The participants looked at each other, but no one answered. Ricardo waited, and then went on: “We’ve discovered that one of our trustees, Herbert Irving, is alarmed that his Valley Fuels distribution network is losing customers. He’s already investigating the production of biogas by our Parks Department. We know he will convince the governor and his allies to close down that operation unless they meet very strong resistance. We know that Rivergate is already 100% renewable, and Half Moon maybe 50% renewable, and Middletown is rapidly getting into the act. Why can’t we replicate this process? Why can’t we argue that with intelligent biogas production – by intelligent, I mean refusing to grow crops for biofuels on land suitable for food crops, refusing to cut down forests… in other words, producing biogas only from waste, organic garbage, wood that is already being chipped by the Parks Department as a matter of ordinary maintenance, grasses grown on land with soil too poor for human food… Why can’t we study, publicize, and argue for intelligent biogas production?”
He looked at his watch. “Thank you for your patience. The ball is in your court.”
“We’ve got a problem among the students,” Sara replied. “They’re all fired up about Abby’s interview, the mysteries surrounding Middletown, the gender and spiritual issues… but… it seems that they don’t understand biogas very well. It’s not clean and pure like solar and wind. It burns and gives off carbon dioxide, just like fracked gas.”
“Mmmm…” Ricardo smiled. “Tell them the squirrels and the dogs and humans give off carbon dioxide. The tree that falls in the forest and turns into compost gives off carbon dioxide. Cow manure gives off carbon dioxide. But the fracked gas didn’t have to give off itscarbon dioxide. It’s been safely underground for millions of years, and could have stayed there, if we didn’t mine it and burn it. We’re adding carbon to the life cycle, carbon that has been sequestered for eons. That’s the problem. We should stick to our basic talking points: KEEP IT IN THE GROUND. BAN FOSSIL FUELS. And by the way, the organic material that produces biogas has a desirable byproduct: solid compost, pure and ready to use as fertilizer. It’s far better to make biogas out of organic material than to burn it.”

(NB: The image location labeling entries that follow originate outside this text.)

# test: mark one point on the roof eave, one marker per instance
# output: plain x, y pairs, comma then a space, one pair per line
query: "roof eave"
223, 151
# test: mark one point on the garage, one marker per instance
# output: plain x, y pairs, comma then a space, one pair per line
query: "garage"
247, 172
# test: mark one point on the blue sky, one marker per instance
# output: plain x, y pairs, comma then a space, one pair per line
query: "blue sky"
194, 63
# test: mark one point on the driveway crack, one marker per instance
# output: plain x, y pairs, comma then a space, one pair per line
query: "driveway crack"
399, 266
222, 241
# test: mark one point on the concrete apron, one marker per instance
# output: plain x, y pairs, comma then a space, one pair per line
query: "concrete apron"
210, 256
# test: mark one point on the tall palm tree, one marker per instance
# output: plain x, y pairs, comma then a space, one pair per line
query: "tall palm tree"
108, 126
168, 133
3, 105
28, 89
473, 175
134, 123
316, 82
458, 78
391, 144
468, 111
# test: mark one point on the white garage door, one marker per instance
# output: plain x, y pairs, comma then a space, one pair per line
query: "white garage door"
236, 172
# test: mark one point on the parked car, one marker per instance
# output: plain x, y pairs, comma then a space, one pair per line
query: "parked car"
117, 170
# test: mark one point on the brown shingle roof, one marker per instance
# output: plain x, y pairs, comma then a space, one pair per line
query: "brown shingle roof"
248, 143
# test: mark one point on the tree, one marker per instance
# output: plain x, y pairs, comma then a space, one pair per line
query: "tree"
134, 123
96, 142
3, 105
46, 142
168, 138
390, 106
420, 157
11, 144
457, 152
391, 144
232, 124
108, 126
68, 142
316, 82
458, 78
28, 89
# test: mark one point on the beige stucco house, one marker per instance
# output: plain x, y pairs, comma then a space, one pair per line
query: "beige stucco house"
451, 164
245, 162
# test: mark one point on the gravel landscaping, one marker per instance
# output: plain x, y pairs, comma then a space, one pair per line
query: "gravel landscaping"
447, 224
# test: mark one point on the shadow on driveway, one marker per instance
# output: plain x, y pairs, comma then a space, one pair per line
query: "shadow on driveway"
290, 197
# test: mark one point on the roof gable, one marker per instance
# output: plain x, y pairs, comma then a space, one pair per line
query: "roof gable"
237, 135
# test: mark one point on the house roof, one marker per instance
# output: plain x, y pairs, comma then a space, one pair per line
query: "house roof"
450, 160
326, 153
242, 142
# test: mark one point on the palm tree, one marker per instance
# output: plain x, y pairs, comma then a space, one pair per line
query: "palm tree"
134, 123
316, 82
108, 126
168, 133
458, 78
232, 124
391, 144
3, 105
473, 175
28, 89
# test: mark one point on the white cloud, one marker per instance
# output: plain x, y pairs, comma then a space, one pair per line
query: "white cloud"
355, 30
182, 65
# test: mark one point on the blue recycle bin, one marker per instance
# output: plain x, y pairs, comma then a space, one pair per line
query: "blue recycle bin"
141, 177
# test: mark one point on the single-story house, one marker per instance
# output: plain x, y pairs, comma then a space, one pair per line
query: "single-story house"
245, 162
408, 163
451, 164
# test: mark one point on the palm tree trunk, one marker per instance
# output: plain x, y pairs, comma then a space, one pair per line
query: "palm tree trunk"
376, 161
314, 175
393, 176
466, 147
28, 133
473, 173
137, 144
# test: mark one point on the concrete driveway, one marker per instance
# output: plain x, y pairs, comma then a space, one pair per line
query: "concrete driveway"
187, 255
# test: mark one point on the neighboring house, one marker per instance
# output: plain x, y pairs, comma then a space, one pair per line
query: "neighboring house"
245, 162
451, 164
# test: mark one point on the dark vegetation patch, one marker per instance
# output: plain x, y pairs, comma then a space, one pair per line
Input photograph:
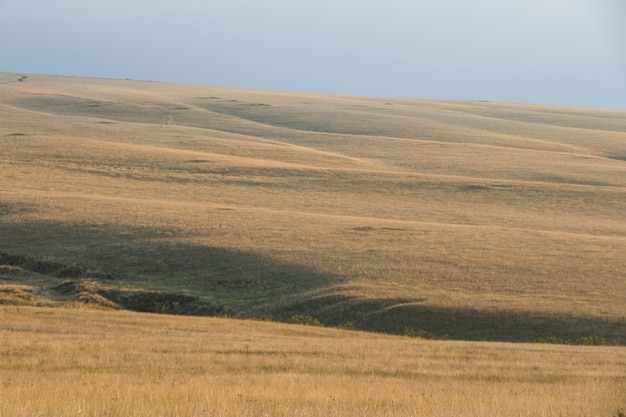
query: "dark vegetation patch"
420, 319
52, 268
203, 280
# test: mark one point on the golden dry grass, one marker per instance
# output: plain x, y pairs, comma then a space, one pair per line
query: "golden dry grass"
83, 362
481, 220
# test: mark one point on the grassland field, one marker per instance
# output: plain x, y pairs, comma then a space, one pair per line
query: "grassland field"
482, 223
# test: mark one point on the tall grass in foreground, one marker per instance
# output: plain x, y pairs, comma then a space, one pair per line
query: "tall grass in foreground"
79, 362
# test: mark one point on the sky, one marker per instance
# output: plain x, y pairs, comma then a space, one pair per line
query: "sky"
561, 52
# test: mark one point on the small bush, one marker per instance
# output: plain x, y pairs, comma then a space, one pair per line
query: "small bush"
306, 320
423, 334
348, 325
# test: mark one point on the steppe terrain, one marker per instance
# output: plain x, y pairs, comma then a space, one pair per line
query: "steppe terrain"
482, 221
477, 222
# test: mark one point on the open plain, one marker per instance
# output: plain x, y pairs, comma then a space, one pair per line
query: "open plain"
471, 221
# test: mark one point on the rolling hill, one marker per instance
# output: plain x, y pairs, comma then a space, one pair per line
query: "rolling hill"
475, 220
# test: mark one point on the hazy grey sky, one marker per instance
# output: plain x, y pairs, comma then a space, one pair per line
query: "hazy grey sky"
566, 52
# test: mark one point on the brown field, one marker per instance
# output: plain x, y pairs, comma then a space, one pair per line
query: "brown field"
466, 220
482, 221
64, 362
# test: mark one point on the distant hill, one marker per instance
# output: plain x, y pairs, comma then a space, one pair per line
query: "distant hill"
467, 220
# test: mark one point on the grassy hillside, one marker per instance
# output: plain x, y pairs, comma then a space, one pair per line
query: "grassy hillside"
84, 363
483, 221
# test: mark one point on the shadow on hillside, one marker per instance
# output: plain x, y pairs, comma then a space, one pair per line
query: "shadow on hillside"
400, 316
230, 281
142, 270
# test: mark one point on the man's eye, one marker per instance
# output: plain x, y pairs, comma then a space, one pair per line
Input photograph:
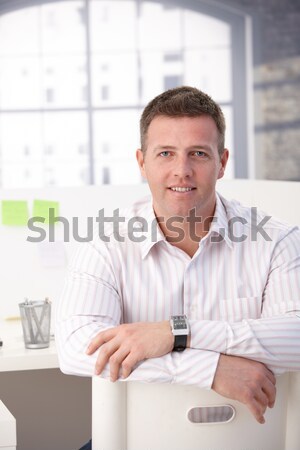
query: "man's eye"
200, 153
165, 153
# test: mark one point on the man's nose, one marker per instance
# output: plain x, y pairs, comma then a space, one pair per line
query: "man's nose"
183, 167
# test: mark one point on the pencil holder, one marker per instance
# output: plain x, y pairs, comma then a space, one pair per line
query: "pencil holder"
36, 317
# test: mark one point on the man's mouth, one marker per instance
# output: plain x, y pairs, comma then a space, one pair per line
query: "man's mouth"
181, 189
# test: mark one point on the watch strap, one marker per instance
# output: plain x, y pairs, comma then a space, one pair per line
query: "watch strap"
180, 343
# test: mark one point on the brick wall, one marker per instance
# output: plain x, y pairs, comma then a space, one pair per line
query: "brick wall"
276, 56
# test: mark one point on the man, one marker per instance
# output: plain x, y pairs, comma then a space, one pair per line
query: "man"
238, 284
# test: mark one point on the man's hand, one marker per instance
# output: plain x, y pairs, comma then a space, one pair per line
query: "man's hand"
247, 381
125, 345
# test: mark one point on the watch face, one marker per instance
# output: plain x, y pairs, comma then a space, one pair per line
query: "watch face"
179, 323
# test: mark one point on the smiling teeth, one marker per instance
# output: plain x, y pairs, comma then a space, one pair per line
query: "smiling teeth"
178, 189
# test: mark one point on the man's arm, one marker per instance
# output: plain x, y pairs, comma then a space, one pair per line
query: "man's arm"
90, 305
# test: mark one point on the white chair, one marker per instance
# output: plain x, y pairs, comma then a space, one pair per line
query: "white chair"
8, 434
139, 416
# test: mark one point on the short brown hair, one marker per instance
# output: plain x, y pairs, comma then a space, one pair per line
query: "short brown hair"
183, 101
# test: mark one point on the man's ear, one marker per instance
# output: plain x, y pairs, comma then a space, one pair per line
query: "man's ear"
223, 163
140, 157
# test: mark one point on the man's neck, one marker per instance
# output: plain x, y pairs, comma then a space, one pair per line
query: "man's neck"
188, 232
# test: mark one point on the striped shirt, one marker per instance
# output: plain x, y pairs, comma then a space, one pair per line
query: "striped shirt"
240, 292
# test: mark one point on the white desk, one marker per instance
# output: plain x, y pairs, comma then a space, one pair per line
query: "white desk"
52, 410
8, 436
14, 355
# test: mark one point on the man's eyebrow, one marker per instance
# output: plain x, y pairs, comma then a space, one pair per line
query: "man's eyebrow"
193, 147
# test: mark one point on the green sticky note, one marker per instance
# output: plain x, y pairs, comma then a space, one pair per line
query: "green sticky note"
14, 212
46, 209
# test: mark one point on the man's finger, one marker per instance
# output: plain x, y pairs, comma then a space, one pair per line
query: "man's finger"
128, 365
257, 410
104, 355
100, 339
115, 362
270, 390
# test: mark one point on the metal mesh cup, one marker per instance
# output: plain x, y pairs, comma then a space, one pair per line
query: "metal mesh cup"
36, 318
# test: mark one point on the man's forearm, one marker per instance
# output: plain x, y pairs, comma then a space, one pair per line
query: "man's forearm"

“It seems to me,” Sara retorted, “that you should get those professors in first year earth science to do a better job. The facts seem self-evident to you, but not to most other people.”
“Good point. Yes, a better education is essential. But that will take time, a year at a minimum. We need to act over the next couple of months.”
Freddy Baez leaned forward. “I’m sorry to say this, but you’re all on the wrong track. Sure, improve education, explain the issues, argue your case. But we’ve got hot news here, very hot. That interview with Abby… it’s gone around the world. The attention of the public is at a peak I’ve rarely seen. This wave of interest must be fed, or it will break and disappear. News items are stories. What story should we tell? I ask you, Abby… what story would you recommend?”
She had been waiting for this moment. Her mind was well prepared, the words on the tip of her tongue. “I agree we have to move fast. This public attention you’re talking about… it also includes the wrong kind of attention. It alerts our enemies, and they investigate and create their own story. That’s natural. They’re threatened. This Herbert Irving you mentioned who runs Valley Fuels, he’s losing money. Large parts of this whole system will lose wealth and power, and strike back. And fossil fuels are a cultural as well as an economic problem. The self-esteem of part of our population seems to be married to fossil fuels. If we don’t get our story out there in a powerful way, we’ll be crushed.”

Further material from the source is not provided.